Las mujeres que aparecen están en constante búsqueda, persiguen el deseo como quien persigue lo imposible; la duda, los interrogantes cotidianos surgen frecuentemente. Las escenas del mundo del trabajo, sobre todo en las fábricas (esas fábricas impolutas, cifradas en su cromaticidad y en sus sonidos) son lugares apropiados por los trabajadores, quienes mecánica y acompasadamente realizan sus tareas pero pertenecen a sus dueños. Cuando una de las chicas buscando su primer trabajo entra en una de las fábricas, recuerda a la secuencia de Europa 51 donde una Ingrid Bergman perfecta de una clase acomodada penetra ese mundo que hasta ese momento le es ajeno. El gesto es sorpresivamente similar.

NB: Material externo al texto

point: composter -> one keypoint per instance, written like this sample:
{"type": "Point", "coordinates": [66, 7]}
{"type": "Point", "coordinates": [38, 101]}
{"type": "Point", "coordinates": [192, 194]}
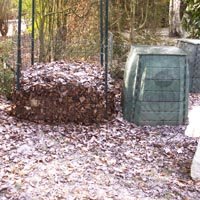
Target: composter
{"type": "Point", "coordinates": [192, 48]}
{"type": "Point", "coordinates": [156, 84]}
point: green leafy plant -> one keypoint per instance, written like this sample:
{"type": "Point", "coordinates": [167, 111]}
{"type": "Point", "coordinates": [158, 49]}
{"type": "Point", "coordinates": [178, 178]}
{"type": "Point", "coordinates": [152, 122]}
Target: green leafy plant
{"type": "Point", "coordinates": [191, 18]}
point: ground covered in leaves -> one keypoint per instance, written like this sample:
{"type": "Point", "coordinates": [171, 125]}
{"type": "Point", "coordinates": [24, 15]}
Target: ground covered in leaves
{"type": "Point", "coordinates": [115, 160]}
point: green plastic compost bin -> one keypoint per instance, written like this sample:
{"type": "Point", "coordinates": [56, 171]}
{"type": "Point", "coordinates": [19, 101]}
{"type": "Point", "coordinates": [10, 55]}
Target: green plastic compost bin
{"type": "Point", "coordinates": [192, 48]}
{"type": "Point", "coordinates": [156, 84]}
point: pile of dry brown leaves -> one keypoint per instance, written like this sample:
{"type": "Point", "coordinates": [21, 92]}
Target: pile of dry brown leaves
{"type": "Point", "coordinates": [115, 160]}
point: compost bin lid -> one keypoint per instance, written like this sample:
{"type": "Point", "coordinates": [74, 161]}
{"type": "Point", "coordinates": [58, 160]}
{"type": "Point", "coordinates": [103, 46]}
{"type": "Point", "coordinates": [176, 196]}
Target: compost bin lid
{"type": "Point", "coordinates": [157, 50]}
{"type": "Point", "coordinates": [192, 41]}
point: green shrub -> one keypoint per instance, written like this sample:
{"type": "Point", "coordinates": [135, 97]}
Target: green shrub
{"type": "Point", "coordinates": [191, 19]}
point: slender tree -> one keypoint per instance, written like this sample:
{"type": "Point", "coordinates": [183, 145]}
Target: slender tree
{"type": "Point", "coordinates": [4, 13]}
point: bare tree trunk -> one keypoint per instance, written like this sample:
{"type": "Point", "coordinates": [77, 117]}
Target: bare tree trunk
{"type": "Point", "coordinates": [174, 18]}
{"type": "Point", "coordinates": [132, 24]}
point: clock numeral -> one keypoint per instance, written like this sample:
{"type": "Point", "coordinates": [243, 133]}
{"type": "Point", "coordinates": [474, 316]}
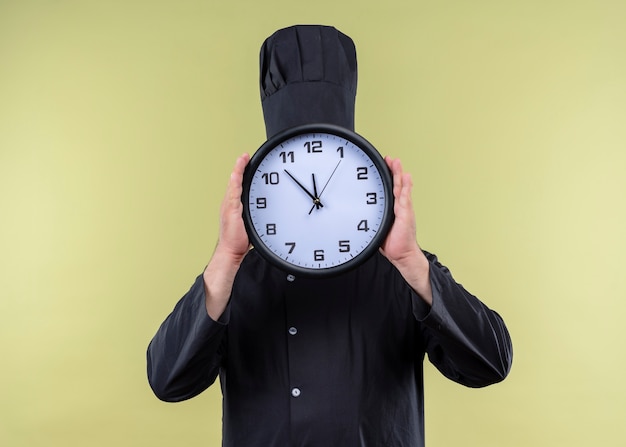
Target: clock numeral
{"type": "Point", "coordinates": [271, 179]}
{"type": "Point", "coordinates": [372, 198]}
{"type": "Point", "coordinates": [361, 173]}
{"type": "Point", "coordinates": [287, 156]}
{"type": "Point", "coordinates": [313, 146]}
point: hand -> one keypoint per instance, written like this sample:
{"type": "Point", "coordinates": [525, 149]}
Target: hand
{"type": "Point", "coordinates": [232, 246]}
{"type": "Point", "coordinates": [400, 246]}
{"type": "Point", "coordinates": [233, 239]}
{"type": "Point", "coordinates": [324, 188]}
{"type": "Point", "coordinates": [316, 199]}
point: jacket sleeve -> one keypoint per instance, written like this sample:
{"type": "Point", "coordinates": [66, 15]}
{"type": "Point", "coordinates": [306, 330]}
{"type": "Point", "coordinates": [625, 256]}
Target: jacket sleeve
{"type": "Point", "coordinates": [467, 342]}
{"type": "Point", "coordinates": [184, 357]}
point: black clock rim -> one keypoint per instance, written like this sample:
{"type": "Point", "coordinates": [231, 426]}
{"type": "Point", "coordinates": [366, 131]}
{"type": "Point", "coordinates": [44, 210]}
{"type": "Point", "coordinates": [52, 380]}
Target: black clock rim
{"type": "Point", "coordinates": [363, 144]}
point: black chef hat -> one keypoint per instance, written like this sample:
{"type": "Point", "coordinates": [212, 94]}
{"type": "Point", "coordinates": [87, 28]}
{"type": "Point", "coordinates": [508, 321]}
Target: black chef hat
{"type": "Point", "coordinates": [308, 75]}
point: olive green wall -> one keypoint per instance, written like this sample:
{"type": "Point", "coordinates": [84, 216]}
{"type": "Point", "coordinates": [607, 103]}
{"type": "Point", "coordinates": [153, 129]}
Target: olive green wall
{"type": "Point", "coordinates": [119, 124]}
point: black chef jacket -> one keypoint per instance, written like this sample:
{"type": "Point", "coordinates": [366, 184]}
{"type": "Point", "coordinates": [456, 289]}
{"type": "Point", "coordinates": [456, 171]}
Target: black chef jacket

Cierto vacío existencial también conecta a la película con el film de Rossellini, cierta incomodidad de clase y una crítica velada pero profunda a una clase que pocas veces sabe con seguridad lo que quiere y lo que realmente necesita; buscan una supuesta libertad asomándose a la ajenidad de un universo remoto, pero todo es otro mundo es inconmensurable.

Solnicki se hace cargo de los privilegios de una clase pero también se encarna en esos vacíos, en esas infructuosas búsquedas y también en esas incómodas comodidades de los edificios modernos con sus líneas rectas, geométricas habitaciones, vidriados ventanales, piletas azulinas con el privilegio fondo de mares embravecidos que tampoco responde a las inquietudes de los pudientes. Como en el Castillo de Barba Azul, esos personajes, esas mujeres vagan, se desperezan, se mueven, buscan y sin embargo están encerradas, siempre custodiadas por un director Solnicki y por un Barba Azul que no se lo ve, pero se lo presiente, buscando sus ensangrentados tesoros.